Plan panel seeks 18% hike in budgetary support, FM offers 12%
January, 27th 2011
The finance ministry has offered only a 12% increase in the budgetary support to the central plan for the coming fiscal against the Planning Commission's demand for an 18% hike.
The plan panel sought higher support, citing increased requirement for the flagship schemes, particularly MGNREGA, or Mahatma Gandhi National Rural Employment Guarantee Act .
The North Block, constrained by its compulsion to return to fiscal consolidation and additional expenditure due to higher subsidy outgo, is finding it difficult to find funds to meet the expectations of the plan panel.
"(The) finance ministry has offered a 12% increase, (and) given the near-8% inflation (it translates into) a real increase of only 4%," said a government official privy to the discussions.
Such an increase will take the total gross budgetary support, or GBS, to the central plan to about 314,000 crore, against 280,600 crore last year.
GBS is the amount sanctioned by the finance ministry for the central plan. Central, or annual plans, are essentially the five-year plans broken down into five annual installments.
The wrangling over the GBS for next fiscal is almost a repeat of last year's scenario where Planning Commission demanded an 18% increase but eventually only got only 11.4%.
However, with the 2011-12 being the terminal year of the 11th Five-Year Plan the commission wants a higher support to prevent work under some schemes from spilling over to the next plan.

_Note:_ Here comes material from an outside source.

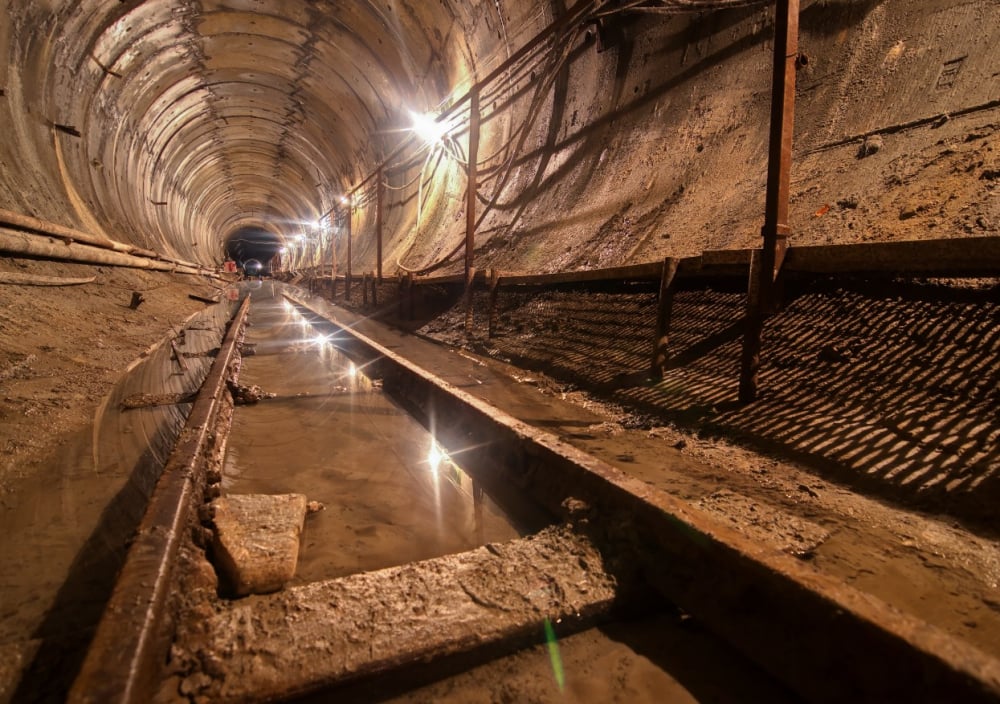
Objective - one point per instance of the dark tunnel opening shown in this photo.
(253, 248)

Also, the commission needs extra funds to step up allocation for the flagship rural employment scheme MGNREGA, the wages of which have been linked to inflation from the new calendar year.
In the current year this will itself mean an increase in remuneration for the MGNREGA work in the range of 17% to 30%, requiring a much higher allocation than the 40,100 crore budgeted in the current year. Although, only 24,000 has been utilised so far in the current fiscal the total outgo due to increase in wages could be substantially higher and therefore provisioned for.
Delivering on the right to education and food security promise will also require a much higher allocation.
The food security act is expected to be rolled out from the next fiscal. Even a curtailed plan that was suggested by a committee set up to study the bill drafted by the UPA chairperson-led National Advisory Council involves a food subsidy outlay of 85,584 crore against the 55,578 crore budgeted in the current year.
The commission had earlier suggested implementing food security act from the 12th plan as funds will have to be diverted from existing schemes in the current plan to fund it.
Finance ministry has its own compulsions and may not be in position to step up allocation sharply. The ministry has committed to a fiscal deficit of 4.8% of the GDP in the current year and there is no one-time bonanza expected in the next financial year akin to the auction of spectrum that fetched more than 1 lakh crore in the current year. So, it would be largely relying on revenue buoyancy and proceeds from disinvestment.